Week 2 Progress Report

Anirban_Banik · May 28, 2018, 9:19am

Hi, this is my week 2 Progress report.

Tasks Done:

Created the Encrypter Game.

https://github.com/AnirbanBanik1998/Modern_Speak_and_Spell/commit/86f1e7b66fdd3ed03037384d708ded126433bbeb

Worked on the sample audio files provided to me…to generate decoding accuracy statistics…

https://github.com/AnirbanBanik1998/Modern_Speak_and_Spell/commit/e1aac8692cf5eec0a6e1f02fbf16858ee74a9ddb

https://github.com/AnirbanBanik1998/Modern_Speak_and_Spell/commit/24197352a003dfb7a71ace89cacdfabce07add46

Working on updating the language model based on the results at each time.
Split up the entire language model into commands and characters…so that the accuracy is increased further. Switching between those language models from time to time according to the task being done.

https://github.com/AnirbanBanik1998/Modern_Speak_and_Spell/commit/6a7a98672ae50ae92fbf70048b46ea91737324b3

Updated documentation for the entire project.

Issues Faced:

Accuracy of decoding is not up to the mark…having no problem with the commands…but can’t recognize characters.
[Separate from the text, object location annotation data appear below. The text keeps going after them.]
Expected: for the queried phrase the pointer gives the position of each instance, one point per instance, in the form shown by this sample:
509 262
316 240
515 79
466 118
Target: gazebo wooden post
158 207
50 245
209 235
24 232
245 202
For some…like X, Y and Z the accuracy is 0% which is really bad.
The updated dictionary too… would work only for the given input audio files…and may not be efficient for others.
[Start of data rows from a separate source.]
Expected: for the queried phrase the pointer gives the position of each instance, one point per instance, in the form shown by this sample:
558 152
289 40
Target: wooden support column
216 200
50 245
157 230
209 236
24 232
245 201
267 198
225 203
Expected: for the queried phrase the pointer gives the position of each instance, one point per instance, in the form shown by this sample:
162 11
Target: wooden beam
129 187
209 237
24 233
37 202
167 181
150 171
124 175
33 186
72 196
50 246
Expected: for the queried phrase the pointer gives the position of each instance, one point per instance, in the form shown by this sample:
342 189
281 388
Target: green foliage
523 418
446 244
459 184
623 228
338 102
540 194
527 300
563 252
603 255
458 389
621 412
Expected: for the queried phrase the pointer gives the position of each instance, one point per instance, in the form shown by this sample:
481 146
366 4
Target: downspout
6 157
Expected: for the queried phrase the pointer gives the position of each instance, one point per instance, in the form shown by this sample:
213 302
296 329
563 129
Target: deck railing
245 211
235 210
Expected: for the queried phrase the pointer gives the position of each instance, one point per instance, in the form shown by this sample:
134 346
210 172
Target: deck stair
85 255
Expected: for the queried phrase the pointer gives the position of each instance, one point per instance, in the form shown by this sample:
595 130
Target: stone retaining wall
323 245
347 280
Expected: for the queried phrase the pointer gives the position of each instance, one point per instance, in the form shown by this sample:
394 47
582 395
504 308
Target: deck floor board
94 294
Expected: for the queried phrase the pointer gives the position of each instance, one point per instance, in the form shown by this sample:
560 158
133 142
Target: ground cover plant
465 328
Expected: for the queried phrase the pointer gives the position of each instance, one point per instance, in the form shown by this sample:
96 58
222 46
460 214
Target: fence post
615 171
I am thinking of discarding the idea of updating the model…and instead work on improving the prediction capacity…

Some suggestions would be welcome.

Work to be done :

Working on the Crossword game.
Updating the work on the speech-decoder.
Updating accuracy stats after each operation…be it running the games…aur launching operations…or just testing.

Regards,
Anirban

HY0 · May 29, 2018, 9:21pm

<SNIP>

Issues Faced:
1. Accuracy of decoding is not up to the mark....having no problem with the
commands...but can't recognize characters. For some...like X, Y and Z the
accuracy is 0% which is really bad.

Can you elaborate it a bit on this? In particular:
- Are you finally on the Pocket Bone HW w/the AGC mic?
- Assuming yes to above, you you confirmed (probally with audacity) that there
is sufficient clean signal recorded to even try recognizing? Thinking something
along the lines of:
- Do a recording with the same parameters as you are using in the code.
Make sure it is the same mixer settings, word size (8, 16, 32, etc),
stereo/mono, and rate. I think by default Pocket Sphinx wants 16KHz sample
rate, mono and 16 bit but that can be changed.
- Load it into something like audacity and see if the signal is either too
low, clipping, or otherwise distorted.
- What is it returning for those letters giving your dictionary? Nothing or?
- Try adding "Ex" for X and "Why" for Y and "Zee"/"Zed" to the dictionary and
see if those report hits. A work around might to map those to the letters on
the SW side if you are in a context to read letters.

- Related to above, what are you using for 'Z'? That is, are you using 'Zzzzz'
(like the sound of snoring) or 'Zed'? In otherwords, is it a British or US Z.

Any other detail of your setup that you think may be relevant?